While Biden did get more district judges confirmed than Trump, he had fewer higher-tier circuit court appointments than Trump - 45 compared to 54 for Trump.
And he got one Supreme Court appointment compared with three for Trump.
Republicans, much to Democrats' frustration, filled Justice Ruth Bader Ginsburg's seat on the court the week before the 2020 presidential election. Ginsburg had passed away in September.
Democrats also faced the challenge of confirming nominees during two years of a 50-50 Senate.
Rarely a week went by in the current Congress when Schumer did not tee up votes on judicial confirmations as liberal groups urged Democrats to show the same kind of urgency on judges that Republicans exhibited under Trump.

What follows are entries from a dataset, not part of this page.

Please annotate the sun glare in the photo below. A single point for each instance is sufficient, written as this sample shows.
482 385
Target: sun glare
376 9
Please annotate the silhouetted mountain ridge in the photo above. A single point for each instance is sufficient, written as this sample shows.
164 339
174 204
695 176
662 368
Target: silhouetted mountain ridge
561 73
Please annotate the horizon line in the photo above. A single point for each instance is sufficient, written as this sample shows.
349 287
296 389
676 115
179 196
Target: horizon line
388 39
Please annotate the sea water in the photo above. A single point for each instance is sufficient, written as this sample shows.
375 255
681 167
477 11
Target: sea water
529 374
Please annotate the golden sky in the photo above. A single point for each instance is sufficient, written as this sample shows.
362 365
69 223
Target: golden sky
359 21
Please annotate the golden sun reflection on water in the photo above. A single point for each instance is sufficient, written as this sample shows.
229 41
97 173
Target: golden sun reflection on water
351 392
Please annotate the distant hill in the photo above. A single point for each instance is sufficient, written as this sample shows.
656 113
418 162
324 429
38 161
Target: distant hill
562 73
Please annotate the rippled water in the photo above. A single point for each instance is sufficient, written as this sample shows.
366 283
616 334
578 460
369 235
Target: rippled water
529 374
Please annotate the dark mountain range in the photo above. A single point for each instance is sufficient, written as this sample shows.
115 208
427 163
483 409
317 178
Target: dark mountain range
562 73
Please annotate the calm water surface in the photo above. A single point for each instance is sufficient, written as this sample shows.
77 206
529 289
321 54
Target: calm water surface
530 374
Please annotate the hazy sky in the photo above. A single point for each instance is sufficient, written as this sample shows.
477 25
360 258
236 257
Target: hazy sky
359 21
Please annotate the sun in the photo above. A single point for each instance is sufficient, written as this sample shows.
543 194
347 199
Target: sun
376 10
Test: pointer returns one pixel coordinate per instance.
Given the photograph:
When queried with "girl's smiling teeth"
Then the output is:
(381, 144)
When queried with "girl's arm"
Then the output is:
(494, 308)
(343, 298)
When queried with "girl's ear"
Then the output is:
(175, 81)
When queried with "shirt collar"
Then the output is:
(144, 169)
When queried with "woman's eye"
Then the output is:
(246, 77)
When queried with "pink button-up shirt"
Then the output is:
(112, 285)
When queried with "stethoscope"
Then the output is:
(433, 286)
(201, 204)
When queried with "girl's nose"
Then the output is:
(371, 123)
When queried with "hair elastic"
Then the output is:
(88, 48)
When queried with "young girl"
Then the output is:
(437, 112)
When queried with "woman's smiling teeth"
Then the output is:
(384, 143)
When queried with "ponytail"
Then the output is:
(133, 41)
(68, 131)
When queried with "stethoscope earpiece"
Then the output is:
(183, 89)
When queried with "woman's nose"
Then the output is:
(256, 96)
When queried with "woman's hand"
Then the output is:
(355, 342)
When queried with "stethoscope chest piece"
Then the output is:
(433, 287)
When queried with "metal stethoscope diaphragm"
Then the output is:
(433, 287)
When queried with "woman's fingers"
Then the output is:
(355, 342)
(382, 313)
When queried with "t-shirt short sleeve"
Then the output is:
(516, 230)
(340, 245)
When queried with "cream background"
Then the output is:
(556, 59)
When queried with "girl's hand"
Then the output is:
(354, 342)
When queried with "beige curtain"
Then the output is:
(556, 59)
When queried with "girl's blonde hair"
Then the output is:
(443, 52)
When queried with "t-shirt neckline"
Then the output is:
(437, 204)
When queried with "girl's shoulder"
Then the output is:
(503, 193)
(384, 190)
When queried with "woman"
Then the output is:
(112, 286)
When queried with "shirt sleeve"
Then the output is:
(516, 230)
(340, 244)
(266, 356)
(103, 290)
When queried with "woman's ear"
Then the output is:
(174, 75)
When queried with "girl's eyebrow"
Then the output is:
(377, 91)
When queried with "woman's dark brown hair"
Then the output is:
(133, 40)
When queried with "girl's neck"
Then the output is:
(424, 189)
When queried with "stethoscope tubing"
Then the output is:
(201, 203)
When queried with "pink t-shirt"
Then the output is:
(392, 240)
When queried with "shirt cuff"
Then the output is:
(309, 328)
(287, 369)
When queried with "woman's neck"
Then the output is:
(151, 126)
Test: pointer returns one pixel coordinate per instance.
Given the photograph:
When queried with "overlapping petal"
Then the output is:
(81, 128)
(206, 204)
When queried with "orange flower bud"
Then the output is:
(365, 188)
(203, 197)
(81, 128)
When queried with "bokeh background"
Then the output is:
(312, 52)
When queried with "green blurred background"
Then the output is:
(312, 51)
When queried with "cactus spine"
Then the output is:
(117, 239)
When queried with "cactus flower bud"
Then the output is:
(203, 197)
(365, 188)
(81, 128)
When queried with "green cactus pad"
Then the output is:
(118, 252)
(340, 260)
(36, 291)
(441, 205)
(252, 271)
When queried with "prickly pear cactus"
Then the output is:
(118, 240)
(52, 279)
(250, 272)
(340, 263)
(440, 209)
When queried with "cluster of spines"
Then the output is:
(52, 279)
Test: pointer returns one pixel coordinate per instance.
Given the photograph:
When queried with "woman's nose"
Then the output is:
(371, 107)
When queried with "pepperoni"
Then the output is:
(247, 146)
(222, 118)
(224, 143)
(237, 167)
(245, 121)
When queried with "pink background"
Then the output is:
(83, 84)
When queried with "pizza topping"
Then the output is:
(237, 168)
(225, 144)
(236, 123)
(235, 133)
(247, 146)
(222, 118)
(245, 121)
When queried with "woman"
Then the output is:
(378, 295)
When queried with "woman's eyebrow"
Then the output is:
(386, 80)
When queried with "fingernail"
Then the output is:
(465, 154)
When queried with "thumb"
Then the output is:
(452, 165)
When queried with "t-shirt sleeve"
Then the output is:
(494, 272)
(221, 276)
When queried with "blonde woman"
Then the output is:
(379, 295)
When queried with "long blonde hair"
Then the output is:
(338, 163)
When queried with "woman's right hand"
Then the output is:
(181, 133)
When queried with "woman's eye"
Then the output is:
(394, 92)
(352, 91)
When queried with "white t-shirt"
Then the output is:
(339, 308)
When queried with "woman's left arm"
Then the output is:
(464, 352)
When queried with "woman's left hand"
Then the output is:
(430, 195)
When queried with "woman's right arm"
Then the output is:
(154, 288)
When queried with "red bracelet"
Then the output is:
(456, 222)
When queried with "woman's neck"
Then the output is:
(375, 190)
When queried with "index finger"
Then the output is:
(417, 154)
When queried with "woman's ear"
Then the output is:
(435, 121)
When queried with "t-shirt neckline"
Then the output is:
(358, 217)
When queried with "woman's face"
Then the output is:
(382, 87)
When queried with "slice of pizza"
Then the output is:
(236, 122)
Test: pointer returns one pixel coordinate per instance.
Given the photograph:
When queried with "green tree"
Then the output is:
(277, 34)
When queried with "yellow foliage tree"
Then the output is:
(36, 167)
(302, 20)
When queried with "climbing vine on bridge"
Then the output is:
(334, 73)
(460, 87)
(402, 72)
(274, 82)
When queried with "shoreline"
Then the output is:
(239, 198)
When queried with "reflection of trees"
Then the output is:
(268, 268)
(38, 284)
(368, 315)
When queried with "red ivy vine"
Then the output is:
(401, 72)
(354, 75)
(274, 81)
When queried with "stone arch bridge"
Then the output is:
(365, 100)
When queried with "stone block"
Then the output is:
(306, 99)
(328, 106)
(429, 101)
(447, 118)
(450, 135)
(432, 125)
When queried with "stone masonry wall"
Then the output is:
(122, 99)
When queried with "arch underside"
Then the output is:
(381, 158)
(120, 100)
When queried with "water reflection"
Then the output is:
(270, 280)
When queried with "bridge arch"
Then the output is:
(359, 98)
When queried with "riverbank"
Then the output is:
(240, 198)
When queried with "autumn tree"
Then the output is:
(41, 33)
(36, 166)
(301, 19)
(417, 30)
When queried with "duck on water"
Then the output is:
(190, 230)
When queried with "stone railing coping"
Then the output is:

Chuck Grassley, a Republican, and the next chairman of the Senate Judiciary Committee, said Democrats showed newfound resolve on judicial confirmations.
'They learned a lesson from the first Trump administration,' Grassley said. 'Paying attention to the number of judges you get and the type of judges you put on the court is worth it.'
Trump will inherit nearly three dozen judicial vacancies, but that number is expected to rise because of Republican-appointed judges who held off on retirement in hopes that a Republican would return to office and pick their replacements.
There also liberal judges who could face potential legal action after backing out of their retirement plans after Trump won in November.
The Article III Project, a group run by Trump ally Mike Davis, in mid-December announced it had meanwhile filed judicial misconduct complaints against the two trial court judges who likewise rescinded retirement plans post-election.
Those judges are U.S. District Judge Max Cogburn in North Carolina and U.S. District Judge Algenon Marbley in Ohio.
U.S. Circuit Judge James Wynn, an appointee of Democratic former President Barack Obama on the Richmond, Virginia-based 4th U.S. Circuit Court of Appeals, disclosed his decision in a letter to Democratic President Joe Biden on that same day.
It marked the first time since Trump won the Nov. 5 election that a Democratic-appointed appellate judge had rescinded plans to take senior status, a form of semi-retirement for judges that creates vacancies presidents can fill.
Grassley promised regardless of what happens that he'll work to best Biden's number.
'Let me assure you, by January 20th of 2029, Trump will be bragging about getting 240 judges,' Grassley said.